Katherine Mansfield, Author
Kathleen Mansfield Beauchamp Murry (14 October 1888 – 9 January 1923) was a prominent modernist writer of short fiction who was born and brought up in colonial New Zealand and wrote under the pen name of Katherine Mansfield.
Mansfield left for Great Britain in 1908 where she encountered ModernistWriters such as D.H. Lawrence and Virginia Woolf with whom she became close friends. Her stories often focus on moments of disruption and frequently open rather abruptly.
Katherine Mansfield stares out of her photographs with a direct gaze that challenges the observer. Courageous, contradictory, self-willed, single-minded, argumentative, elusive, in both her life and her work, she has always defied the attempts of posterity to pin down the qualities that fascinated her contemporaries.
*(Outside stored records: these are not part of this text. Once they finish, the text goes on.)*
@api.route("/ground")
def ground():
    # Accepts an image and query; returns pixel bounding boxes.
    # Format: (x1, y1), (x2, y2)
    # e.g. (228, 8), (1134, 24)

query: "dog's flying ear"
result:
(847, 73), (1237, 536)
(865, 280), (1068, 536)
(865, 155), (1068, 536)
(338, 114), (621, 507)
Among her most well known stories are "The Garden Party," "The Daughters of the Late Colonel," and "The Fly." Katherine Mansfield is widely considered one of the best short story writers of her period. A number of her works, including "Miss Brill", "Prelude", "The Garden Party", "The Doll's House", and later works such as "The Fly", are frequently collected in short story anthologies.
During the First World War Mansfield contracted extra pulmonary tuberculosis which rendered any return or visit to New Zealand impossible and led to her death at the age of 34.
Mansfield also proved ahead of her time in her adoration of Russian playwright and short story writer Anton Chekov and incorporated some of his themes and techniques into her writing.